Even though the Indian Constitution charged the State (national as well as state governments) with "raising of the level of nutrition and the standard of living of its people and the improvement of public health” as among its primary duties, the goal is far from being fulfilled.
As per a study released at Harvard University in January, 2011, substantial socioeconomic inequalities still exist in access to healthcare in India. National immunisation coverage, for example, after over 60 years of Independence is only 44%.
The study says, India also accounts for a substantial proportion of the global burden of disease, with 18% of deaths and 20% of disability-adjusted life-years (DALYs). And although the burden of chronic disease accounts for 53% of deaths (44% of DALYs), 36% of deaths (42% of DALYs) are attributable to communicable diseases, maternal and perinatal disorders, and nutritional deficiencies, which suggests a protracted epidemiological transition.
“A fifth of maternal deaths and a quarter of child deaths in the world occur in India. Life expectancy at birth is 63 years for boys and 66 years for girls, and the mortality rate for children younger than 5 years is 69 per 1000 livebirths in India—higher than the average for Southeast Asia (63 per 1000 livebirths),” the report further reveals.
The finding is that: “Although health outcomes have improved with time, they continue to be strongly determined by factors such as gender, caste, wealth, education, and geography. Caste in India represents a social stratification: categories routinely used for population-based monitoring are Scheduled Caste, Scheduled Tribe, Other Backward Class, and other caste; Scheduled Tribes (8%) and Schedules Castes (16%) are thought to be the most socially disadvantaged groups in India.”
“For example, the infant mortality rate was 82 per 1000 livebirths in the poorest wealth quintile and 34 per 1000 livebirths in the richest wealth quintile in 2005–06.10”
“The mortality rate in children younger than 5 years who are born to mothers with no education compared with those with more than 5 years of education was 106 per 1000 livebirths and 49 per 1000 livebirths, respectively, during 1995–96 to 2005–06.”
It is not that the Indian government is unaware of the magnitude of the problem in the health sector. In the Union Budget this year, outlay for healthcare sector was increased by 20% from Rs 22,300 crore in 2010-11 to Rs 26,760 crores.
The average life expectancy of a male in India is now 63 as compared to 60 a decade ago, while a female lives 66 years, in India, says a report released by the World Health Organisation this year.
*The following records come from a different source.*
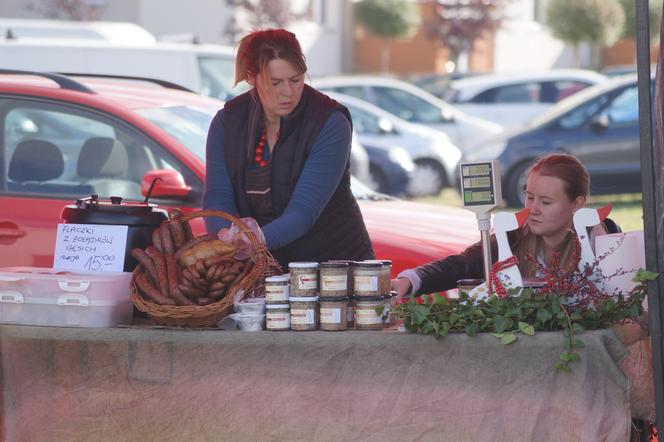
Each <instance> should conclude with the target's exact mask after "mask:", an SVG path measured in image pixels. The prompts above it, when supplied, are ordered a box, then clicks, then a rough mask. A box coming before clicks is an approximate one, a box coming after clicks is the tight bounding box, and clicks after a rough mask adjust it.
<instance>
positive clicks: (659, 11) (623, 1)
mask: <svg viewBox="0 0 664 442" xmlns="http://www.w3.org/2000/svg"><path fill="white" fill-rule="evenodd" d="M619 1H620V6H622V8H623V12H624V13H625V25H624V26H623V32H622V35H621V37H623V38H636V2H635V1H634V0H619ZM661 14H662V0H649V1H648V20H649V23H650V39H651V40H654V39H655V38H657V37H659V23H660V19H661Z"/></svg>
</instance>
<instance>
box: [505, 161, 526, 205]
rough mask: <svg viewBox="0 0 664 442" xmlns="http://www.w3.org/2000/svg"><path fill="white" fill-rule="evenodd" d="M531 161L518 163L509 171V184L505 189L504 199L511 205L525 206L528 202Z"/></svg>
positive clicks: (525, 161) (508, 204) (507, 184)
mask: <svg viewBox="0 0 664 442" xmlns="http://www.w3.org/2000/svg"><path fill="white" fill-rule="evenodd" d="M531 163H532V162H531V161H524V162H522V163H519V164H517V165H516V166H515V167H514V168H513V169H512V171H511V172H510V173H509V175H508V178H507V186H506V188H505V189H503V199H504V200H506V201H507V204H508V205H509V206H510V207H517V208H518V207H523V206H524V204H525V202H526V192H525V189H526V181H528V169H529V168H530V165H531Z"/></svg>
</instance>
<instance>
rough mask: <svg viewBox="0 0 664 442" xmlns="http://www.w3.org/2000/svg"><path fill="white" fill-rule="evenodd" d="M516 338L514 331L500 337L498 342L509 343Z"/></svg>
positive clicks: (511, 342) (503, 344) (516, 338)
mask: <svg viewBox="0 0 664 442" xmlns="http://www.w3.org/2000/svg"><path fill="white" fill-rule="evenodd" d="M516 340H517V336H516V335H515V334H514V333H507V334H505V336H503V337H502V338H501V339H500V343H501V344H503V345H509V344H511V343H512V342H514V341H516Z"/></svg>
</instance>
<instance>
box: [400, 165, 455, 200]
mask: <svg viewBox="0 0 664 442" xmlns="http://www.w3.org/2000/svg"><path fill="white" fill-rule="evenodd" d="M446 184H447V177H446V176H445V170H444V169H443V166H442V165H441V164H440V163H439V162H437V161H435V160H431V159H418V160H415V170H414V171H413V174H412V176H411V179H410V183H409V185H408V193H409V194H410V195H412V196H435V195H438V194H439V193H440V191H441V190H443V187H445V185H446Z"/></svg>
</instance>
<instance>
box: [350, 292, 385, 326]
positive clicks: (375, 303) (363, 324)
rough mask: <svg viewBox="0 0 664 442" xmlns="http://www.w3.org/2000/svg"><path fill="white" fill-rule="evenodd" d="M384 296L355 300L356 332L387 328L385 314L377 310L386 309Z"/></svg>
mask: <svg viewBox="0 0 664 442" xmlns="http://www.w3.org/2000/svg"><path fill="white" fill-rule="evenodd" d="M384 307H385V303H384V301H383V298H382V296H376V297H374V298H359V299H356V300H355V329H356V330H382V329H383V327H384V326H385V323H384V321H383V313H378V312H377V311H376V309H377V308H381V309H382V308H384Z"/></svg>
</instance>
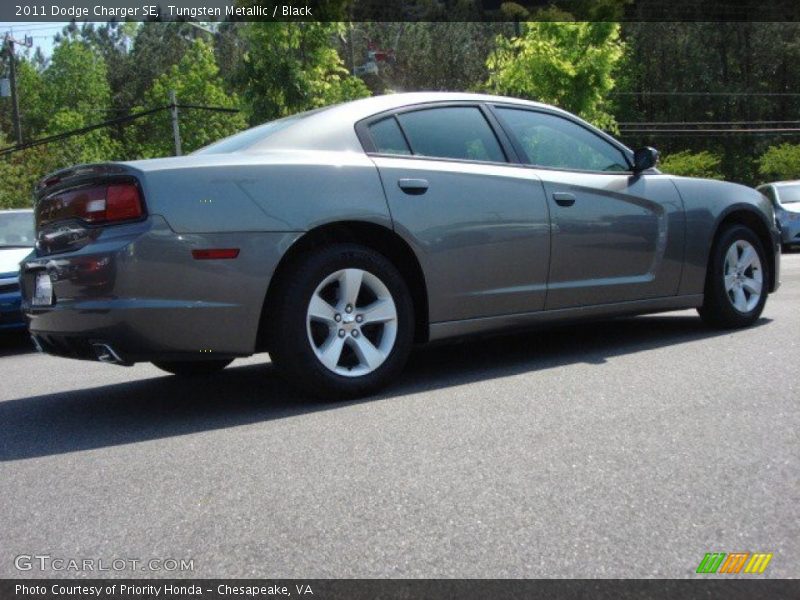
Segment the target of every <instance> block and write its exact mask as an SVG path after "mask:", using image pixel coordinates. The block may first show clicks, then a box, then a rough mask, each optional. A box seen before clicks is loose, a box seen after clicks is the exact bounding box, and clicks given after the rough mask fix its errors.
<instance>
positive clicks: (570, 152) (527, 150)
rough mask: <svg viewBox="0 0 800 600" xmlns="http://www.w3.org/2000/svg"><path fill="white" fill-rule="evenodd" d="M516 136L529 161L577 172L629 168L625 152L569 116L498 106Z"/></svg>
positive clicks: (538, 164)
mask: <svg viewBox="0 0 800 600" xmlns="http://www.w3.org/2000/svg"><path fill="white" fill-rule="evenodd" d="M497 112H498V113H499V114H500V116H501V118H502V119H503V121H504V122H505V124H506V125H507V127H508V128H509V129H510V130H511V133H512V134H513V135H514V136H515V137H516V138H517V140H518V141H519V144H520V145H521V146H522V149H523V151H524V152H525V154H526V155H527V156H526V157H523V158H524V159H525V160H526V162H527V163H528V164H531V165H536V166H539V167H549V168H554V169H571V170H577V171H628V170H630V166H629V165H628V161H627V160H626V159H625V155H624V154H623V153H622V151H620V150H619V149H618V148H616V147H615V146H613V145H612V144H609V143H608V142H607V141H606V140H604V139H602V138H601V137H600V136H598V135H595V134H594V133H592V132H591V131H589V130H588V129H586V128H585V127H582V126H580V125H578V124H577V123H574V122H572V121H570V120H568V119H564V118H562V117H559V116H556V115H551V114H549V113H544V112H537V111H532V110H522V109H517V108H501V107H498V108H497Z"/></svg>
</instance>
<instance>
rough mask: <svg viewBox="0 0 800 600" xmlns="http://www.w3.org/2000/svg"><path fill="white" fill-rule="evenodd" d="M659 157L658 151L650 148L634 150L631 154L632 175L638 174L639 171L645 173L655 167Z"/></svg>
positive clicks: (645, 148)
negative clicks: (645, 172)
mask: <svg viewBox="0 0 800 600" xmlns="http://www.w3.org/2000/svg"><path fill="white" fill-rule="evenodd" d="M659 156H660V154H659V152H658V150H656V149H655V148H651V147H650V146H645V147H644V148H639V149H638V150H636V152H634V153H633V171H634V173H640V172H641V171H646V170H647V169H652V168H653V167H655V166H656V165H657V164H658V158H659Z"/></svg>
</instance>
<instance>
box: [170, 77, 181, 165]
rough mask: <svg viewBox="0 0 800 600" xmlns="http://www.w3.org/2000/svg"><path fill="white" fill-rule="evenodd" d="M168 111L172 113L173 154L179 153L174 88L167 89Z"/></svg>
mask: <svg viewBox="0 0 800 600" xmlns="http://www.w3.org/2000/svg"><path fill="white" fill-rule="evenodd" d="M169 101H170V112H171V113H172V138H173V140H174V141H175V156H180V155H181V130H180V128H179V126H178V97H177V96H176V94H175V90H170V91H169Z"/></svg>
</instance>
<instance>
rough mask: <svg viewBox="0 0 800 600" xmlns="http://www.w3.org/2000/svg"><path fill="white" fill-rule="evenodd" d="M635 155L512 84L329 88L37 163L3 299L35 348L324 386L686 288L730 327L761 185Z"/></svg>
mask: <svg viewBox="0 0 800 600" xmlns="http://www.w3.org/2000/svg"><path fill="white" fill-rule="evenodd" d="M657 160H658V154H657V152H656V151H655V150H653V149H652V148H643V149H640V150H637V151H636V152H633V151H631V150H630V149H628V148H627V147H625V146H624V145H623V144H621V143H619V142H618V141H617V140H615V139H614V138H612V137H610V136H609V135H607V134H605V133H603V132H602V131H599V130H598V129H596V128H594V127H592V126H591V125H589V124H588V123H586V122H584V121H582V120H581V119H579V118H577V117H575V116H574V115H571V114H569V113H567V112H564V111H562V110H559V109H557V108H554V107H551V106H546V105H543V104H538V103H534V102H527V101H523V100H517V99H512V98H504V97H495V96H484V95H475V94H445V93H418V94H397V95H386V96H378V97H373V98H369V99H365V100H359V101H355V102H351V103H347V104H341V105H337V106H332V107H328V108H325V109H321V110H316V111H312V112H308V113H304V114H299V115H295V116H292V117H289V118H286V119H281V120H278V121H273V122H271V123H267V124H265V125H261V126H259V127H255V128H253V129H250V130H248V131H245V132H243V133H240V134H238V135H235V136H233V137H230V138H227V139H225V140H222V141H220V142H217V143H215V144H212V145H211V146H208V147H206V148H204V149H202V150H200V151H198V152H196V153H194V154H193V155H191V156H185V157H177V158H165V159H157V160H146V161H134V162H125V163H105V164H94V165H81V166H78V167H74V168H71V169H66V170H63V171H59V172H56V173H53V174H51V175H49V176H47V177H45V178H44V179H43V180H42V181H41V182H40V183H39V184H38V186H37V189H36V203H35V212H36V228H37V236H38V237H37V240H38V242H37V248H36V251H35V253H34V254H33V255H31V256H30V257H29V258H28V259H26V260H25V262H24V264H23V266H22V284H23V285H22V287H23V296H24V308H25V311H26V314H27V317H28V319H29V322H30V331H31V333H32V335H33V338H34V341H35V343H36V344H37V346H38V347H39V348H40V349H41V350H42V351H45V352H49V353H52V354H57V355H62V356H68V357H73V358H83V359H95V360H101V361H106V362H110V363H116V364H121V365H126V364H132V363H134V362H137V361H152V362H154V363H155V364H156V365H157V366H159V367H161V368H162V369H164V370H166V371H169V372H171V373H175V374H178V375H203V374H208V373H210V372H213V371H217V370H220V369H222V368H224V367H225V366H226V365H228V364H229V363H230V362H231V360H233V359H234V358H236V357H241V356H247V355H250V354H253V353H256V352H265V351H266V352H269V353H270V355H271V358H272V361H273V362H274V363H275V364H276V366H277V367H278V368H279V369H280V371H281V372H282V373H283V374H285V375H286V376H287V377H288V378H289V379H290V380H291V381H292V382H294V383H295V384H296V385H298V386H300V387H302V388H303V389H305V390H307V391H308V392H311V393H314V394H317V395H322V396H324V397H329V398H334V397H348V396H358V395H364V394H368V393H372V392H374V391H375V390H377V389H379V388H380V387H381V386H383V385H385V384H386V383H387V382H389V381H391V380H392V379H393V378H394V377H396V376H397V375H398V374H399V372H400V371H401V369H402V368H403V365H404V363H405V362H406V359H407V357H408V355H409V352H410V350H411V348H412V345H413V344H414V343H425V342H428V341H432V340H440V339H445V338H454V337H457V336H464V335H468V334H476V333H482V332H493V331H498V330H516V329H520V328H527V327H533V326H540V325H543V324H550V323H556V322H565V321H573V320H577V319H587V318H599V317H609V316H615V315H623V314H625V315H627V314H639V313H651V312H658V311H668V310H674V309H685V308H692V307H696V308H697V309H698V310H699V312H700V315H701V316H702V318H703V319H704V320H705V321H706V322H708V323H709V324H710V325H713V326H717V327H731V328H732V327H744V326H747V325H750V324H751V323H753V322H754V321H756V320H757V319H758V318H759V316H760V314H761V312H762V310H763V308H764V303H765V302H766V300H767V295H768V294H769V293H770V292H773V291H775V290H776V288H777V286H778V281H779V264H780V263H779V261H780V251H779V250H780V248H779V237H778V231H777V229H776V226H775V218H774V212H773V207H772V205H771V203H770V202H769V201H768V200H767V198H766V197H765V196H763V195H762V194H761V193H759V192H757V191H756V190H753V189H750V188H747V187H743V186H740V185H734V184H731V183H725V182H718V181H706V180H700V179H688V178H681V177H675V176H671V175H666V174H662V173H660V172H659V171H658V169H657V168H656V165H657Z"/></svg>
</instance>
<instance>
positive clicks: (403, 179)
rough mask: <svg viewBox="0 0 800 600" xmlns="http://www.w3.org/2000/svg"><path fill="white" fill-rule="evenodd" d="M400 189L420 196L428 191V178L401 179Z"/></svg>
mask: <svg viewBox="0 0 800 600" xmlns="http://www.w3.org/2000/svg"><path fill="white" fill-rule="evenodd" d="M397 185H399V186H400V189H401V190H403V191H404V192H405V193H406V194H410V195H411V196H419V195H421V194H424V193H425V192H427V191H428V180H427V179H400V180H399V181H398V182H397Z"/></svg>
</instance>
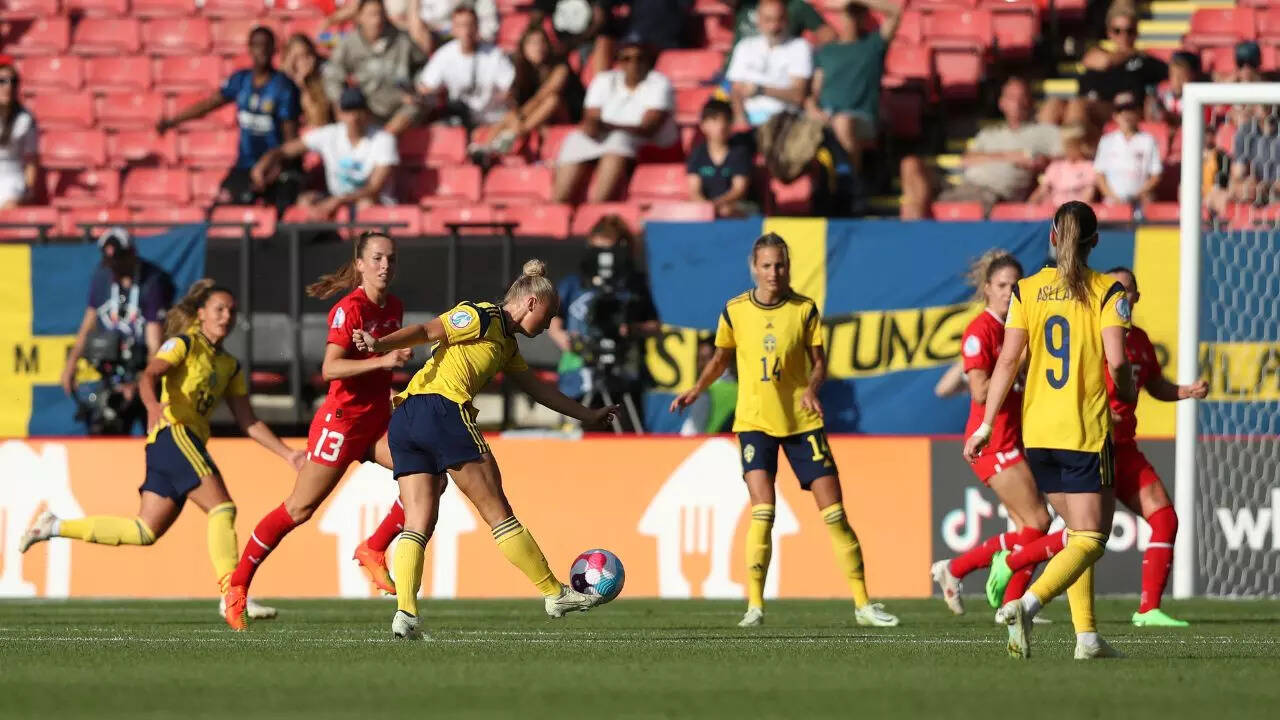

As an acknowledgement of the fact, Colin Mathers, Coordinator of Mortality and Burden of Disease at WHO feels, "Life expectancy and overall health of Indians has been impressive notwithstanding high levels of maternal and child mortality, high income disparities, and increasing infectious and non-communicable (heart diseases, stroke, diabetes and cancer) diseases."
The Indian healthcare industry is also seen to be growing at a rapid pace and is expected to become a USD 280 billion industry by 2020. Health tourism is becoming a major draw as treatment charges are far lower than Western countries.
Yet, as things stand, despite competitive treatment charges, as compared to global standards, healthcare is still far out of reach for the poor.
The other problem relates with poor sanitation and unavailability of clean drinking water. The reason why diseases such as dengue, hepatitis, tuberculosis, malaria, pneumonia and diarrhea continue to thrive is due to lack of hygiene and basic amenities.
For us to bridge the gap between super-specialty hospitals and dysfunctional dispensaries, we need to:
1. Make it compulsory for doctors passing out of medical colleges (especially government-run or those offering subsidized education) to serve in rural or slum areas for a year or two.
2. Make serving in rural and slum areas lucrative through incentives to doctors.
3. Find innovative ways to solve the problem of providing clean drinking water across India.
4. Through campaigns make citizens aware about the benefits of maintaining hygiene and not littering their surroundings. A course of sanitation should be introduced at the elementary school level.
5. India is ranked 3rd among the countries with the most number of HIV-infected. Awareness should be created about ways AIDS is transmitted and stigma associated with the disease should be removed.
6. Medical treatment must carry the correct fee. Hospital syndicates to fleece insurance companies by charging excessive amounts must be disallowed.
7. Crackdown on all types of food adulteration.
8. Crackdown on all factories making fake medicine. Capital punishment is recommended for those indulging in counterfeit practices.
9. Provide proper facilities for transportation of food especially vegetables, milk and poultry.
10. All hospitals which avail subsidies – in purchase of land or acquisition of equipment – must be made to provide free medical treatment to the poor. There should be a strong monitoring mechanism to ensure that hospitals don’t just make false promises and busy themselves with minting money.
11. Village and small town dispensaries should be made effective. Government must ensure these small outlets do not face shortage of medicine and medical practioners.
12. Medical courses should be tailor-made for rural areas. These can be of shorter duration and need not emphasize so much on state of art technology, rather concentrate more on basic treatment.
13. Above all, we need to control our population.